Steve ordered a belt from Moss’ web page. A couple of days later it was here. Time to change the belt.

Everything up to now had been a walk in the park. Afterwards Steve admitted he expected the installation would be where he would come face-to-face with the Prince of Darkness who supposedly inhabited cars like his. However, that was not what happened. Following my advice, Steve loosened the bolt on the generator that goes through the arched bracket. Then he rocked the generator toward the motor. That loosened the belt. Then, he removed the old belt.

It was now that I remembered we hadn’t run the last test for belt squealing: a pulley that might not want to turn. I put my hand on the pulley of the generator and spun it. I said to Steve, “It feels heavy and doesn’t spin like a skateboard wheel, but it’s smooth and seems fine. No noises. It certainly didn’t fight me.” Steve repeated my actions to get a feel for it himself. We did the same with pulley on the water pump. That felt tighter. It didn’t spin as freely as the generator did, but the end of the pump that is inside the motor was trying to pump water while it spun, so that was okay. Both were fine.

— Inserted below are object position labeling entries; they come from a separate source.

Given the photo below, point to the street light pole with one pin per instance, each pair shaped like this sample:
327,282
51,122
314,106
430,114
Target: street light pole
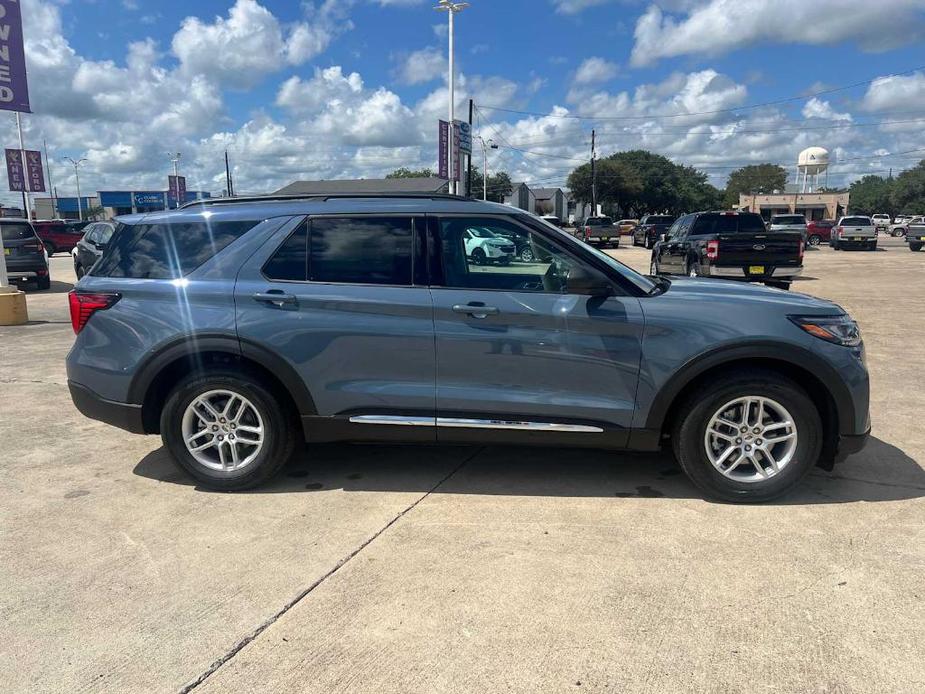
451,8
76,165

Steve put the new belt on. “Pull the generator toward you with one hand and tighten the bolt with your other hand,” I said. “Some say to gently use a pry bar, but you should be able to pull it tight by hand.” Yep, that worked out fine.

I’m pretty sure Steve was holding his breath when he started the motor. It came to life without any squealing at all. Not a bit. In fact the engine sounded quieter. There must have been other noises coming off the old belt that were now gone. I said to him, “After about a hundred miles of driving, check the belt tension again. You may need to re-tighten it a little.” With that done, I walked home smiling, knowing my mornings would be a little more peaceful from now on.